Troubles psychopathologiques
« C’est lent à se mettre en place parce que c’est difficile », juge Serge Blisko, président de la Mission interministérielle de vigilance et de lutte contre les dérives sectaires, très au fait des questions d’emprise mentale. Il rappelle que seuls de 5 % à 10 % des radicalisés souffrent de gros troubles psychopathologiques. « Il faut qu’on maille le territoire, que travaillent ensemble des psychologues, des thérapeutes et des pédopsychiatres capables de prendre en charge des familles, car certaines ont un énorme besoin d’aide, que leur enfant soit en France ou en Syrie. »
Dans les Maisons des adolescents (MDA), la radicalisation, vue comme un « nouveau symptôme », une « conduite à risque » au même titre que la consommation excessive d’alcool ou de cannabis (à quoi s’ajoute la violence) est devenue un sujet majeur. La prudence, voire la réticence « légitimes » qui pouvaient prévaloir au départ y sont moins palpables aujourd’hui du fait de la multiplication des attentats, assure leur président, Patrick Cottin, directeur de la MDA de Nantes. « Nous sommes tous concernés, c’est de notre responsabilité presque en tant que citoyens », dit-il.
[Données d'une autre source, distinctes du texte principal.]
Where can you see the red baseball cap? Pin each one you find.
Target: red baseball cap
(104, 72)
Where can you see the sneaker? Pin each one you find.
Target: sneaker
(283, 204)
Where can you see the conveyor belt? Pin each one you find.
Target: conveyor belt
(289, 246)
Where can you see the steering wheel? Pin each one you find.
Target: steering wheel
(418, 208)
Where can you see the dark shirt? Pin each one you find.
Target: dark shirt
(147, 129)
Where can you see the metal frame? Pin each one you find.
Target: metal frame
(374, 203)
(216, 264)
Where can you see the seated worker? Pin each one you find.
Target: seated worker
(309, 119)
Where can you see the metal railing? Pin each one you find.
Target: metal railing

Les MDA, qui travaillent sur la prévention, se sont cependant assurées que leur rôle se limiterait au seul « prendre soin ».
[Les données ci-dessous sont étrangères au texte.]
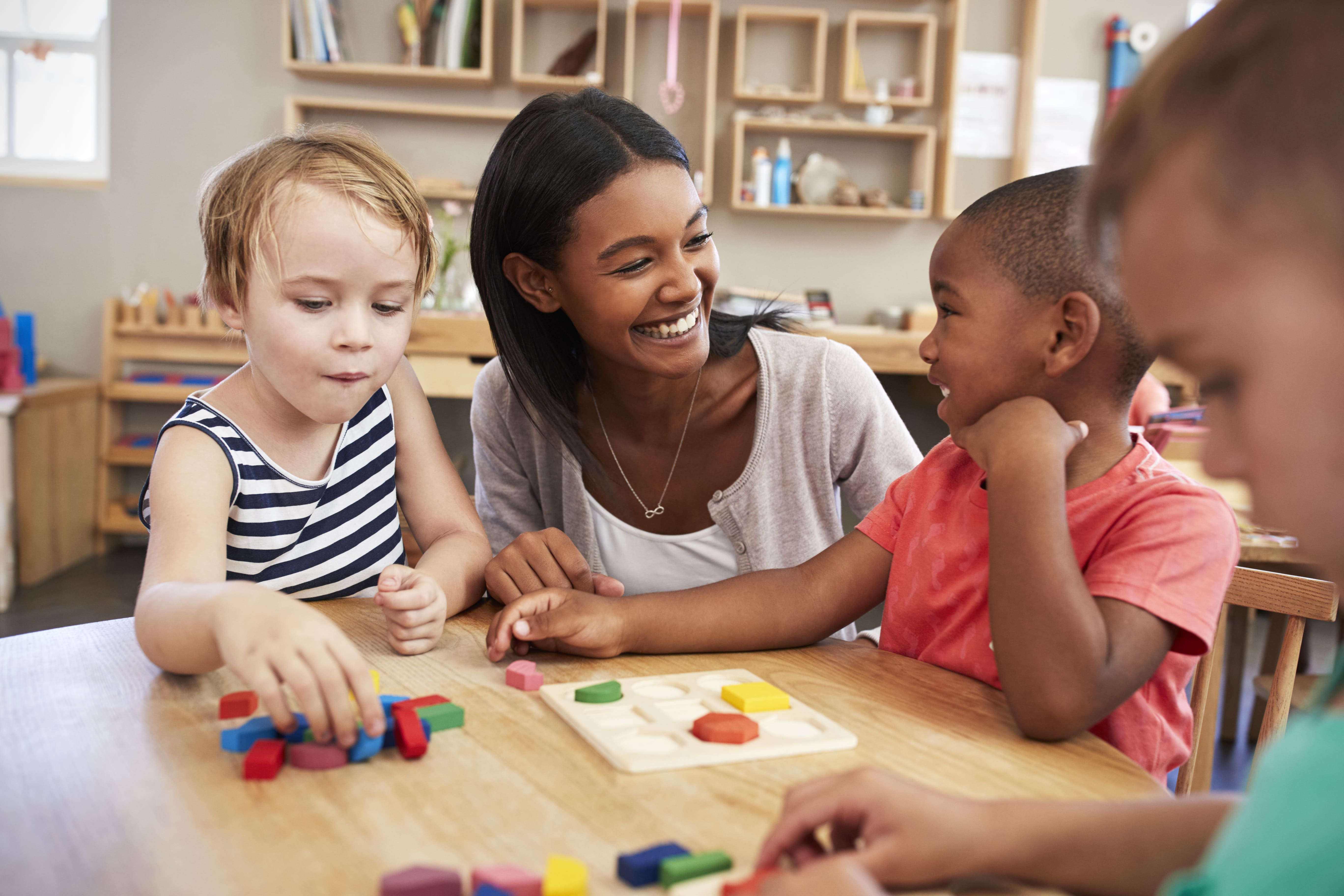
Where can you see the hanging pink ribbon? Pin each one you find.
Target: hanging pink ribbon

C’est pour ne pas laisser ces structures et les centres médico-psychologiques se débrouiller seuls que le Syndicat national des psychologues a aussi décidé d’agir : « Actuellement, la radicalisation est utilisée par un certain nombre de jeunes pour chercher la solution à leur mal-être d’adolescent. La profession doit s’impliquer », juge son secrétaire général, Jacques Borgy, favorable à la constitution de réseaux.
Pratiques communes
L’enjeu est là : changer d’échelle en impliquant les libéraux, au-delà des structures publiques. Une expérience pilote qui pourrait être dupliquée dans les autres régions en 2017 a été lancée lundi 17 et mardi 18 octobre par l’ARS de Provence-Alpes-Côte d’Azur. Ainsi, 800 psychiatres et psychologues ont été invités à des « journées de sensibilisation sur l’accompagnement des personnes en voie de radicalisation ». Il s’agissait de trouver des volontaires pour constituer des réseaux de personnes mobilisables, qui permettront aussi des pratiques communes. Les 165 participants ont jugé nécessaire la mise en place de tels collectifs.
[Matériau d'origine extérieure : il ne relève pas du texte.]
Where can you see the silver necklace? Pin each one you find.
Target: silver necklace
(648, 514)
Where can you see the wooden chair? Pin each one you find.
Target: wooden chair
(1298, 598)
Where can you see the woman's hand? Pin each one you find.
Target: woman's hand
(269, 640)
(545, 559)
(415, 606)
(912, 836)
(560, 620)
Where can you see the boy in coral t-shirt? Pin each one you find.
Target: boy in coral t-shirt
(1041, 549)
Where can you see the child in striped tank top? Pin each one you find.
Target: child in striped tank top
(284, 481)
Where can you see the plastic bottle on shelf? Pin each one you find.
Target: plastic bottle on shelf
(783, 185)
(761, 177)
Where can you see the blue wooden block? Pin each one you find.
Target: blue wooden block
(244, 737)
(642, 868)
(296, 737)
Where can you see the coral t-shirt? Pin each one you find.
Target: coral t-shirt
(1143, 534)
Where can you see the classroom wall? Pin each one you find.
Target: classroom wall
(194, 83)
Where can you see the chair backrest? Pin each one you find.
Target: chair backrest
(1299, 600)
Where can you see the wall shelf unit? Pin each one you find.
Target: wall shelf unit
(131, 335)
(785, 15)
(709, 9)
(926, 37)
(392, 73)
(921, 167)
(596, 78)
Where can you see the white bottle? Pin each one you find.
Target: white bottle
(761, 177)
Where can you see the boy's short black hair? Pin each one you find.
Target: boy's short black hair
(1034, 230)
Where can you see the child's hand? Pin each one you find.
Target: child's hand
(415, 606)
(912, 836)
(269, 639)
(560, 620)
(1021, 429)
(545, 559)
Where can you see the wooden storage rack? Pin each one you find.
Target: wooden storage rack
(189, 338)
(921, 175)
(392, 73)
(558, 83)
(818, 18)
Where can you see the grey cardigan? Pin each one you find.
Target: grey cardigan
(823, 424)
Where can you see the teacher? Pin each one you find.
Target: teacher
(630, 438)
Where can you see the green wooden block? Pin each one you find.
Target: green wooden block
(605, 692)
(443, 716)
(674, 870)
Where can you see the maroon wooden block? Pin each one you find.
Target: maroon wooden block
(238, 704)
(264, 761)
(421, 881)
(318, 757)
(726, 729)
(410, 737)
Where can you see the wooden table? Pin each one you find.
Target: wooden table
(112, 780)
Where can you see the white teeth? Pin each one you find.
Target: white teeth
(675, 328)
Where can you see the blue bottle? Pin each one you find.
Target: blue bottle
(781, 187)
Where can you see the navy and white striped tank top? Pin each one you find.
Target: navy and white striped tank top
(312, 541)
« Avant [les attentats du] 13 novembre 2015, il y avait une méfiance, mais la menace est devenue réelle, cela a changé la donne, comme dans l’opinion », constate Norbert Nabet, le référent radicalisation de l’ARS. Désormais, ce sont des questions sur la nature de la prise en charge et les formations qui sont posées.
Dans le Nord, une autre expérience est regardée avec intérêt par le CIPDR : la mise en place d’un protocole entre préfecture et ARS, qui permet des signalements par l’intermédiaire de l’ordre des médecins. Du côté de la Fédération française de psychiatrie, on reste néanmoins prudent. « Nous ne sommes pas dans l’idée de ne rien faire. Mais circonscrire le périmètre de notre intervention et asseoir sa légitimité, cela prend du temps, explique Jean Chambry, président du collège des pédopsychiatres. Les psys sont conscients du rôle qu’ils ont à jouer, mais il ne faut pas surpsychiatriser. » Un groupe de travail s’est attelé à une recherche pour aboutir à des référentiels de prise en charge. Il devrait rendre son rapport dès la fin de l’année. Car il y a une urgence : le retour potentiel des 400 mineurs français de moins de 15 ans, « conditionnés » par l’organisation Etat islamique, dont il va falloir assurer la prise en charge. Une inquiétude pour les autorités, un défi pour les psys.